Price: $21.00 advance, $25.00 day of show, not including applicable fees
Seating: General Admission
On Sale: Friday, July 20, 2012 @ 10am
Ticketing Information: Available online atTickets.com, in person at the Paramount Theatre box office (M-F 10am-6pm), 24-hour kiosks located outside the Paramount & Moore Theatres, charge by phone at (877) 784-4849, or online at STGPresents.org.
Punch Brothers are the New York City-based quintet of mandolinist Chris Thile, guitarist Chris Eldridge, bassist Paul Kowert, banjoist Noam Pikelny and violinist Gabe Witcher.
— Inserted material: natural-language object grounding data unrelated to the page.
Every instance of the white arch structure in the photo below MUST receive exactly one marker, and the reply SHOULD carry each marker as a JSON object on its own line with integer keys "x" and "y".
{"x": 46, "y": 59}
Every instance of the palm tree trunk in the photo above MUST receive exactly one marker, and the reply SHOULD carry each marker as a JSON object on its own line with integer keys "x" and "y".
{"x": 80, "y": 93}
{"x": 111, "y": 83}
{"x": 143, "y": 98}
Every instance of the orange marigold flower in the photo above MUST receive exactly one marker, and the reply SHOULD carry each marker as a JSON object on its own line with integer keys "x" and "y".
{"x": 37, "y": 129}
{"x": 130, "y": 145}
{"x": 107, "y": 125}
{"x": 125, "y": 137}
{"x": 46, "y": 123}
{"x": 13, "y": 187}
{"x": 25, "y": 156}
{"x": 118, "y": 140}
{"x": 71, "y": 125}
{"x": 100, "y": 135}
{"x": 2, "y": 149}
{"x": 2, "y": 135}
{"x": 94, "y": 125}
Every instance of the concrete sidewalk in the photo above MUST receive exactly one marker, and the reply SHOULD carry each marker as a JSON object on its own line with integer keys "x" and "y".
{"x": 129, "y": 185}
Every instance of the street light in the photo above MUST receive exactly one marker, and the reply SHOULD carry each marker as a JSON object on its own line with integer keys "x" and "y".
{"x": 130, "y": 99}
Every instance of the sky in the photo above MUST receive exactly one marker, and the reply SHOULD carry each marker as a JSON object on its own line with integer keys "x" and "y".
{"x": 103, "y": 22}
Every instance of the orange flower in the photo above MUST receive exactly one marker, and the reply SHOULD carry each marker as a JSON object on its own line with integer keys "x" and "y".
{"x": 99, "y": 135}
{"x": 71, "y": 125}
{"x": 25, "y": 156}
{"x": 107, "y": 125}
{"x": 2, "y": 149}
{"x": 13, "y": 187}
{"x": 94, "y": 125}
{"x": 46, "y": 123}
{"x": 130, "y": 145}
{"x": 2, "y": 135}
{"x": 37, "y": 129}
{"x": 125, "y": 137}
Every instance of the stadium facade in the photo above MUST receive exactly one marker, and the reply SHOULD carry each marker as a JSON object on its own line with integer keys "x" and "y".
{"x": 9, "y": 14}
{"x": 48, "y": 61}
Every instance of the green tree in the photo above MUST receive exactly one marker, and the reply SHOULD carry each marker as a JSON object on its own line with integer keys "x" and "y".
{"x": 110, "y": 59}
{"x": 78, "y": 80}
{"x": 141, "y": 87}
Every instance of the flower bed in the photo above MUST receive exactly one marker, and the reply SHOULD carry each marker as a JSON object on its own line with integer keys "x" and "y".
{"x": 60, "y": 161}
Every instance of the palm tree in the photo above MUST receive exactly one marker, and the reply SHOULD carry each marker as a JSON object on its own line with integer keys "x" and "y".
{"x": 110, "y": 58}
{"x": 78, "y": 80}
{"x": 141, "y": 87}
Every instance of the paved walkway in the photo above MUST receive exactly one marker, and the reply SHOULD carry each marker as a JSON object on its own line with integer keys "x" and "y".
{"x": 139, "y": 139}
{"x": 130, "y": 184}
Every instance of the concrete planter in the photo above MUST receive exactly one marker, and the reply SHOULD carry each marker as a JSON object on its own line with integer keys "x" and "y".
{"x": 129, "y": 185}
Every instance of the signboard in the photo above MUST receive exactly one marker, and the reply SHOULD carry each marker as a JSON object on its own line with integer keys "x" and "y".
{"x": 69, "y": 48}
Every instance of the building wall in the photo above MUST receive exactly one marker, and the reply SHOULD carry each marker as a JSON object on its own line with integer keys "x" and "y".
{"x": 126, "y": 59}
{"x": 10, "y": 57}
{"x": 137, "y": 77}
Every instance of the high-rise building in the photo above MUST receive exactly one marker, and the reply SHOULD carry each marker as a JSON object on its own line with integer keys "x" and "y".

Their new album Who's Feeling Young Now?, produced and engineered by Jacquire King, contains some of the most exhilaratingly direct, sonically daring performances the group has ever recorded. Already, Vanity Fair has hailed the album as "their most expressive work yet as an ensemble -- sophisticated, pop-y, kinetic and profound, all at once." The New Yorker calls it "a mystical alchemy of old-time music and contemporary sensibilities" As the five members, ranging in age from their mid-20's to mid-30's, have matured together on the road and in the studio, their approach to writing and performing has, conversely, become looser, simpler, and, in a sense, more unaffectedly youthful. In fact, the title song on the new disc-featuring rumbling bass, skittering violin, and wailing multi-tracked vocals-sounds like hard-charging string-band punk rock. The group, as virtuosic as it is freewheeling, evolved out of a 2007 collaboration on Thile's string-band suite, The Blind Leading the Blind, which premiered at Carnegie Hall in a series curated by composer John Adams. Its debut disc for Nonesuch Records, Punch, was released in 2008, followed by the Jon Brion-produced Antifogmatic (2010). The five members each have impressive resumes within the progressive string-band scene and are regularly sought-after as guest stars and session players. Punch Brothers are currently featured on the soundtrack to The Hunger Games and the Chieftains' 50th Anniversary disc, Voice Of Ages. As guitarist Eldridge notes, "Every little side project we've done has helped us come back to Punch Brothers with new ideas and new energy and a new sense of confidence, a righteous need to create stuff."